Par  |  | 11 Commentaires

Le designer new-yorkais Sebastian Errazuriz a créé la collection de chaussures « 12 shoes for 12 lovers » qui est inspirée de ses ex... et c'est un peu WTF.

En terme de chaussures creepy, la mode semble ne jamais manquer d’inspiration. Récemment, c’est le designer Sebastian Errazuriz qui a présenté sa nouvelle collection de chaussures artistiques lors de la semaine artistique Art Basel à Miami.

Sa collection s’appelle 12 shoes for 12 lovers (littéralement 12 paires de chaussures pour 12 amantes) et comme ce titre le suggère, chaque modèle représente l’une des ex du créateur par sa forme, texture ou couleur. Dans l’ensemble le rendu est original et certains résultats sont même plutôt spectaculaires. Mais le plus WTF dans cette histoire ce ne sont pas les chaussures en elles-mêmes mais les petites anecdotes qui les accompagnent…

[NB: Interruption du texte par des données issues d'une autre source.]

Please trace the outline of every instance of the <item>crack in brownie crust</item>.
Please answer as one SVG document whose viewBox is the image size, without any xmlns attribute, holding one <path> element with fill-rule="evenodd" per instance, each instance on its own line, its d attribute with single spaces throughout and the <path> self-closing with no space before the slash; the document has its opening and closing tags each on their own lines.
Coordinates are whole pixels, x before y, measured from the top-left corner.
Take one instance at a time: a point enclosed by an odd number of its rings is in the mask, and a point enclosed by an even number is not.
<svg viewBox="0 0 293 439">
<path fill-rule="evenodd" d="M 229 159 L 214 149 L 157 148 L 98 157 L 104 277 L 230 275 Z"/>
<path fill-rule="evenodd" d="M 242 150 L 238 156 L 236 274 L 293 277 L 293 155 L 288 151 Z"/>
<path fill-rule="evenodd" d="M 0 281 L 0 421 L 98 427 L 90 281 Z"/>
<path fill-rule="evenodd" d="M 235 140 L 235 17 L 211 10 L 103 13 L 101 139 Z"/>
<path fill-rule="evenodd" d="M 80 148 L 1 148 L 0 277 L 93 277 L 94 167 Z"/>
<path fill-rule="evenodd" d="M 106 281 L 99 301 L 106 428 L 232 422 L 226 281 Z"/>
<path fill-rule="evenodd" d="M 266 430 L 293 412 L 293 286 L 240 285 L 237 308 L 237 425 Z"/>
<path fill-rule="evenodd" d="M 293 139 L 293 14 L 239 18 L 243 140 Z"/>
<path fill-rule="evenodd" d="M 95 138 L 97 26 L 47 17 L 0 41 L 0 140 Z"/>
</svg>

Pour chaque paire, Sebastian Errazuriz a écrit un texte dans lequel il nous raconte sans gêne ses parties de jambes en l’air avec des mannequins ou des présentatrices télé : entre les scénarios à la sauce 50 Shades of Grey, ses stéréotypes sur les femmes, son ton condescendant et son ego démesuré, c’est la catastrophe. Je vous laisse découvrir ses plus perles ci-dessus.

Personnellement, j’aurais préféré que le designer n’en dise pas plus sur ces chaussures et laisse mon imagination faire le boulot plutôt que de me bassiner avec sa folle vie sexuelle dont je me fous clairement.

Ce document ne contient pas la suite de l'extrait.